What are the biggest mistakes enterprises make in their business continuity plans?
The three biggest mistakes involve participants, dependencies, and testing. Organizations sometimes involve only technical participants in developing technical recovery plans instead of including business users to address the recovery of business processes. Both groups need to participate collaboratively as a team to ensure the business continuity plan covers both the business and technical aspects of recovery.

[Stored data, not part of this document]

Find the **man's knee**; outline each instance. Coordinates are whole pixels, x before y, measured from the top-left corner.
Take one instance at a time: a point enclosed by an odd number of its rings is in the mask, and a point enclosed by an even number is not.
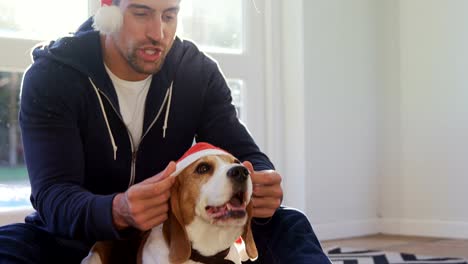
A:
[[[254,219],[252,229],[270,263],[330,263],[307,216],[297,209],[280,207],[269,219]]]
[[[0,259],[5,263],[33,263],[40,259],[38,245],[47,236],[29,224],[12,224],[0,227]],[[3,263],[3,262],[2,262]]]
[[[19,223],[0,227],[2,264],[79,263],[74,253],[75,250],[63,247],[53,235],[35,225]]]

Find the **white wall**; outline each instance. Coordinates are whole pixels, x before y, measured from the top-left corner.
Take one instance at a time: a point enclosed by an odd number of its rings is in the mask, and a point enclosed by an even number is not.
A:
[[[286,203],[322,240],[468,238],[468,1],[288,3],[281,39],[292,59],[282,56],[279,92],[287,125],[277,134]],[[288,85],[301,78],[303,87]]]
[[[387,141],[399,159],[382,174],[392,183],[382,189],[382,228],[468,238],[468,1],[399,1],[398,10],[400,81],[386,88],[399,94],[388,101],[398,138]]]
[[[321,237],[377,231],[377,7],[304,1],[307,212]]]
[[[285,204],[303,210],[320,239],[376,233],[378,2],[278,6],[281,25],[268,22],[281,29],[281,59],[272,60],[281,78],[266,78],[281,83],[270,85],[284,116],[269,123],[282,124],[271,125],[282,127],[272,156],[282,165]]]

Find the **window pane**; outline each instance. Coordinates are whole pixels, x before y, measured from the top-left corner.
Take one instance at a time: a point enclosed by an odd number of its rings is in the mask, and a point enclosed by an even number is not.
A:
[[[87,16],[86,0],[0,0],[0,36],[54,39],[75,31]]]
[[[30,206],[18,126],[21,75],[0,72],[0,211]]]
[[[240,53],[243,34],[243,0],[183,0],[178,34],[202,49]]]
[[[234,103],[237,110],[237,117],[242,119],[243,111],[243,86],[244,83],[242,80],[228,79],[227,80],[229,88],[231,88],[232,102]]]

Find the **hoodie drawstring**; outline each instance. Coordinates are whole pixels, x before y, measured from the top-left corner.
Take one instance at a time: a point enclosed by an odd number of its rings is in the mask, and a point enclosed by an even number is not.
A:
[[[163,138],[166,138],[166,129],[168,128],[168,120],[169,120],[169,111],[171,110],[171,102],[172,102],[172,85],[174,82],[171,82],[171,86],[169,87],[169,90],[166,92],[166,98],[169,94],[169,101],[167,102],[167,107],[166,107],[166,116],[164,117],[164,126],[163,126]],[[166,100],[166,98],[164,100]],[[164,104],[163,104],[164,105]]]
[[[107,119],[107,114],[106,114],[106,111],[104,109],[104,104],[102,103],[101,95],[99,94],[99,90],[96,87],[96,85],[94,84],[93,80],[91,80],[91,78],[89,78],[89,77],[88,77],[88,79],[91,82],[91,84],[93,85],[94,91],[96,92],[97,98],[99,100],[99,105],[101,106],[102,115],[104,116],[104,120],[106,121],[107,132],[109,133],[109,137],[110,137],[110,140],[111,140],[111,143],[112,143],[112,148],[114,149],[114,160],[117,160],[117,145],[115,144],[114,136],[112,135],[112,130],[111,130],[110,125],[109,125],[109,120]]]

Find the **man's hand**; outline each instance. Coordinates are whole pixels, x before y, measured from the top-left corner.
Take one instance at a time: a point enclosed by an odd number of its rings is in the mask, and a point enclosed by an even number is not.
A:
[[[250,171],[253,184],[253,216],[260,218],[273,216],[283,199],[281,175],[274,170],[254,171],[248,161],[243,165]]]
[[[135,227],[146,231],[167,219],[170,190],[175,180],[169,175],[175,168],[175,162],[170,162],[164,171],[115,196],[112,216],[117,229]]]

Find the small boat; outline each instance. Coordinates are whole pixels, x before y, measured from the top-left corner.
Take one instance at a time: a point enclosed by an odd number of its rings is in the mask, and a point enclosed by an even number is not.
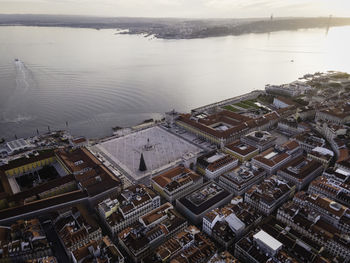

Another frequent mistake companies make is to omit the dependencies that many business processes and IT services require to make them operational. If a particular IT service needs to be recovered within four hours and it depends on two other services to function, then the two other dependent services need to be recovered at the same time.
The last mistake is failing to test the plans. So much effort is often spent on developing the plans that there is little time or few resources left over to actually plan and conduct testing. Validation, simulation, and operational testing should be conducted approximately every three, six, and 12 months, respectively. Seldom are these done.
What best practices can you recommend to avoid these mistakes?
The best practice to avoid the mistake of improper participation is to ensure the effort to develop business continuity plans has the executive support from both the business community and IT. This support is critical to ensuring both groups collaborate as a team to develop the most comprehensive recovery plan possible.
The best practice for identifying dependencies is to thoroughly review every recovery step with several pairs of eyes to ensure all input and output dependencies are identified. The best practice for testing is to establish a schedule by which validation, simulation, and operational testing is conducted approximately every 3, 6, and 12 months, respectively.